Original article was published on Artificial Intelligence on Medium
Gradient Descent Explained
A comprehensive guide to Gradient Descent
Optimization refers to the task of minimizing/maximizing an objective function f(x) parameterized by x. In machine/deep learning terminology, it’s the task of minimizing the cost/loss function J(w) parameterized by the model’s parameters w ∈ R^d.
Optimization algorithms (in the case of minimization) have one of the following goals:
- Find the global minimum of the objective function. This is feasible if the objective function is convex, i.e. any local minimum is a global minimum.
- Find the lowest possible value of the objective function within its neighborhood. That’s usually the case if the objective function is not convex as the case in most deep learning problems.
Gradient Descent is an optimizing algorithm used in Machine/ Deep Learning algorithms. The goal of Gradient Descent is to minimize the objective convex function f(x) using iteration.
Let’s see how Gradient Descent actually works by implementing it on a cost function.
For ease, let’s take a simple linear model.
Error = Y(Predicted)-Y(Actual)
A machine learning model always wants low error with maximum accuracy, in order to decrease error we will intuit our algorithm that you’re doing something wrong that is needed to be rectified, that would be done through Gradient Descent.
We need to minimize our error, in order to get pointer to minima we need to walk some steps that are known as alpha(learning rate).

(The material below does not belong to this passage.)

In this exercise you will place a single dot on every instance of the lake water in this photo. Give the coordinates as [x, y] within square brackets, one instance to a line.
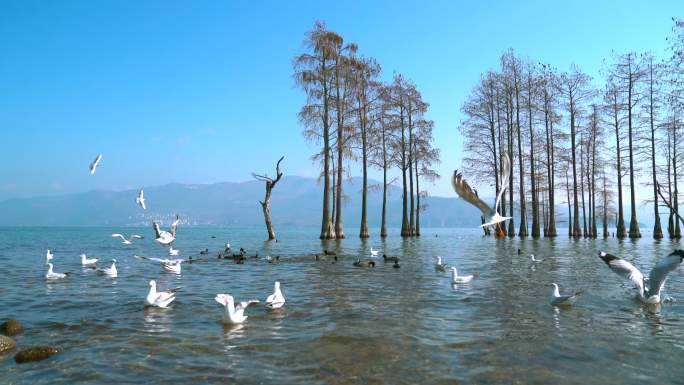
[341, 324]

Steps to implement Gradient Descent
- Randomly initialize values.
- Update values.
3. Repeat until slope =0
A derivative is a term that comes from calculus and is calculated as the slope of the graph at a particular point. The slope is described by drawing a tangent line to the graph at the point. So, if we are able to compute this tangent line, we might be able to compute the desired direction to reach the minima.
Learning rate must be chosen wisely as:
1. if it is too small, then the model will take some time to learn.

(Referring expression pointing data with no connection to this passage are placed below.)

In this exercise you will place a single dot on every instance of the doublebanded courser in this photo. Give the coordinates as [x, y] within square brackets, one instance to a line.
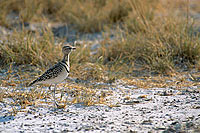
[57, 73]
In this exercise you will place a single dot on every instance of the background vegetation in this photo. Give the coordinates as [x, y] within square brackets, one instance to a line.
[154, 35]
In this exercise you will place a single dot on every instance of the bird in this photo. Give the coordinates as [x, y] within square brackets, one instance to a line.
[57, 73]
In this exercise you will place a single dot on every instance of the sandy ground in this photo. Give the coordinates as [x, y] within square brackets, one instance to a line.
[145, 110]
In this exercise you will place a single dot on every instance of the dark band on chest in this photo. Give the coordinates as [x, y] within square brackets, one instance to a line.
[64, 67]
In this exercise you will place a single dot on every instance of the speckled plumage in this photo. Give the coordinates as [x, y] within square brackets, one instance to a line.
[51, 76]
[57, 73]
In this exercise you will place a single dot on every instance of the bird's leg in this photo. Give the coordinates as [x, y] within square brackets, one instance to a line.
[55, 103]
[50, 87]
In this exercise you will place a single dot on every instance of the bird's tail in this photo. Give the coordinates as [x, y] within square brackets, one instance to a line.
[33, 82]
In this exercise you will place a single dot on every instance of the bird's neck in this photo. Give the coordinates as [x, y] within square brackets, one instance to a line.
[66, 59]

2. if it is too large, model will converge as our pointer will shoot and we’ll not be able to get to minima.
Vanilla gradient descent, however, does not guarantee good convergence, but offers a few challenges that need to be addressed:
- Choosing a proper learning rate can be difficult. A learning rate that is too small leads to painfully slow convergence, while a learning rate that is too large can hinder convergence and cause the loss function to fluctuate around the minimum or even to diverge.
- Learning rate schedules try to adjust the learning rate during training by e.g. annealing, i.e. reducing the learning rate according to a pre-defined schedule or when the change in objective between epochs falls below a threshold. These schedules and thresholds, however, have to be defined in advance and are thus unable to adapt to a dataset’s characteristics.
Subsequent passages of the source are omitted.